I’m pumped that a lot of my students can read simple words in English. I love that they can ask and answer questions in English. It’s awesome that they can add two-digit numbers and solve story problems. (Okay, let’s talk about that second one though. My baby first graders read and solve story problems on their own in their second language. Proud.) Some of them even remember the difference between a mammal, fish, and a bird and almost all of them know the difference between a noun and a verb.
But praise the Lord this year my students learned how to love each other better.
And every day that was my one desire, my one hope, my one prayer. That the seventeen of us there in that tiny little loud room would learn to love each other better every single day. That we would constantly remind ourselves and each other that “amor dice tu primero” (“love says you first”) and that we would then put each other first.
Today I wrote my last report card comments for these students and one comment got a little lengthy. It was about a boy I’ve known for three years now. We are birthday partners, both celebrating our birthdays in November, which means we both understand that November is actually the best month of the year. Since I taught preschool English at Las Palmas for the past two years, I taught this boy (and many of my other first graders) in preschool and in kindergarten. In kindergarten this boy was known for one thing: homeboy could throw a fit. Man he could cry. For like, hours. Over the silliest things. Over stuff things like not getting the crayon he wanted or someone accidentally kicking him under his chair. I remember his kindergarten teacher trying to calm him down outside the classroom. I remember the snot and the tears mingling together on his uniform shirt and his adorable little face screwed up in frustration and exhaustion.
But that was last year.
This year this little boy was known for two things: running really fast and putting other people first.
What I love about watching this boy put others first is that he would be the very first to admit that sometimes putting other people first SUCKS. Except he wouldn’t say it that way because SUCKS was not one of our English vocabulary words this year. But he might tell you that letting his classmate sit in the blue chair even though he had already been sitting in the blue chair that day was really hard and frustrating. And he’d tell you all about it while he crossed his arms and did this pouty face. (He’s seriously SERIOUSLY cute.) He’d tell you that he had the long pencil with the good eraser FIRST but he’d also let a table-mate have that good pencil because “amor dice tu primero.”

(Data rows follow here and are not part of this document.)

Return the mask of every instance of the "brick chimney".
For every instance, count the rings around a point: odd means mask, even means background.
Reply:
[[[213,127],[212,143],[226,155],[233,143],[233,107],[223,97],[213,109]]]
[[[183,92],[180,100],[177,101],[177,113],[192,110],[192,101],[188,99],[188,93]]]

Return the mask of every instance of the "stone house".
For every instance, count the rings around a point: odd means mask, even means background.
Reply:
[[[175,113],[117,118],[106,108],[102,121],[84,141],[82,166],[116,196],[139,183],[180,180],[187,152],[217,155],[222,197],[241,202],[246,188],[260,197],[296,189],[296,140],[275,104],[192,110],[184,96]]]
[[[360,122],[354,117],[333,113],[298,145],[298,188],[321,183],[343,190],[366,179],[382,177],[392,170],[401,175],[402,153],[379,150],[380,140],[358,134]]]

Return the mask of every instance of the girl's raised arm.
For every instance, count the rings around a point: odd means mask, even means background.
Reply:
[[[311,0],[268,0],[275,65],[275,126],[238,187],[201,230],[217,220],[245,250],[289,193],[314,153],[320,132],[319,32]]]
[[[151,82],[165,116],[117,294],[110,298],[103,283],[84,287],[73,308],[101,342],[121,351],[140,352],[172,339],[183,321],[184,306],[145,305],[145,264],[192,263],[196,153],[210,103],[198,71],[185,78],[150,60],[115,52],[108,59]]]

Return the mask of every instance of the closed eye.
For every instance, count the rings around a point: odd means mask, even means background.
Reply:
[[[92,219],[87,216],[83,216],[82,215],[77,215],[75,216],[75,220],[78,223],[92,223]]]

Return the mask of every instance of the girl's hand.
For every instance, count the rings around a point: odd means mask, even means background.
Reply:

And he’d do it all without crying.
Which is why I got a little sentimental and a little long-winded on his report card comment today. He has shown such growth and maturity this year. He kept putting other people first even though it kept being hard. So today I celebrate him and I celebrate the fact that we all MADE IT through first grade.
We not only survived, but we thrived. ELEVEN of these crazies got all A’s and B’s on their report card all year in all their classes (which are taught in TWO languages). I’m immensely proud of all of them and so, so grateful to have had the opportunity to teach (most of) them for the past three years. They made my first year teaching first grade hard and fun and full of hugs and laughter and too much yelling but even more grace. They forgave me every time I had to apologize for losing my cool and they made me cards and wrote me letters up till our very last day together telling me how much they loved me even though I am so flawed. I understand a great God Who Loves better because of them and I can’t wait to hear about how awesome they do in second grade.